34-letni Artur M. z Pobłocia, w gminie Główczyce, został osądzony przez Sąd Okręgowy w Słupsku w miniony piątek i skazany na karę 25 lat pozbawienia wolności. Jako recydywista, odpowiadał za przestępstwo morderstwa. Ofiarą okrutnej zbrodni stał się Marian M., którego ciało zamordowany ukrył w swoim domowym zbiorniku na odpady. Dodatkowo Artur M., jak ustalono, groził swojej partnerce, która była bezpośrednim świadkiem całego zdarzenia.

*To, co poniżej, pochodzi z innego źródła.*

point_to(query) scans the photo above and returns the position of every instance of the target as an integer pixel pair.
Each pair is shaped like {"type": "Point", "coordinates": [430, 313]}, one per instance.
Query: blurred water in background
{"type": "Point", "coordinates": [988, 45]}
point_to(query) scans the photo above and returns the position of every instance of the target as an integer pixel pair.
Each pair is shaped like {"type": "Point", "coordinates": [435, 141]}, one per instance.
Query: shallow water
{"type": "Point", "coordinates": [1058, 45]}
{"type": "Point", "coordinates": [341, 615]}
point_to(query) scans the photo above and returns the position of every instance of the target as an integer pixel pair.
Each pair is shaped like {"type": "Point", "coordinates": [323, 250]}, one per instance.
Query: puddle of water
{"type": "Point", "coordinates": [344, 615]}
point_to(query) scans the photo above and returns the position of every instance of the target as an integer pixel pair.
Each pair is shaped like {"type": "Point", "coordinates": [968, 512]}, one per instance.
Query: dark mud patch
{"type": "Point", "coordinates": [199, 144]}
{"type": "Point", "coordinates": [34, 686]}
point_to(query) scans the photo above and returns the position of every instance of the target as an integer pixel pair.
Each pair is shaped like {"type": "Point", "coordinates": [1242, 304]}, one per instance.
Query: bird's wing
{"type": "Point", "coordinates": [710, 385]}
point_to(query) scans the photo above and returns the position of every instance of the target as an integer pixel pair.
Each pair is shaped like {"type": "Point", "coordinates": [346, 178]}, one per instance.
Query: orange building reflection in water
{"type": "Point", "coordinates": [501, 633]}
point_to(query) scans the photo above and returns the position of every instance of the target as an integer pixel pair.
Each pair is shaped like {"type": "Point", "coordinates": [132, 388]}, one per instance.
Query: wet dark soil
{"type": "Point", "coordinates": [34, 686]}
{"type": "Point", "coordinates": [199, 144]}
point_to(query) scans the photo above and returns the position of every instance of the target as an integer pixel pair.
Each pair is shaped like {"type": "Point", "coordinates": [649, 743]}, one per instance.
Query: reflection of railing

Prokurator w procesie wnosił o wydanie wyroku dożywocia dla oskarżonego, natomiast obrońca argumentował za kwalifikacją czynu jako pobicie ze skutkiem śmiertelnym podczas obrony kobiety. Sąd jednakże doszedł do wniosku, że czyny popełnione przez Artura M. stanowią zbrodnię z premedytacją – mężczyzna miał zamiar pozbawić życia swojego sąsiada i swoje plany przeprowadził do końca. Choć skazany na ćwierć stulecia pozbawienia wolności, to jednak istnieje możliwość jego powrotu do społeczeństwa. Realizacja kary w warunkach terapeutycznych może przyczynić się do jego resocjalizacji.
52-letni Marian M., mieszkaniec Pobłocia, zniknął bez śladu 14 sierpnia 2021 roku. Jego ciało odnaleziono dopiero po kilku miesiącach, 5 listopada 2021, w szambie należącym do Artura M. Autopsja wykazała okropne obrażenia: zmasakrowane kości czaszki oraz bandaż, który był zapętlony trzykrotnie wokół szyi. Do tego dochodziły uszkodzenia kości krtani.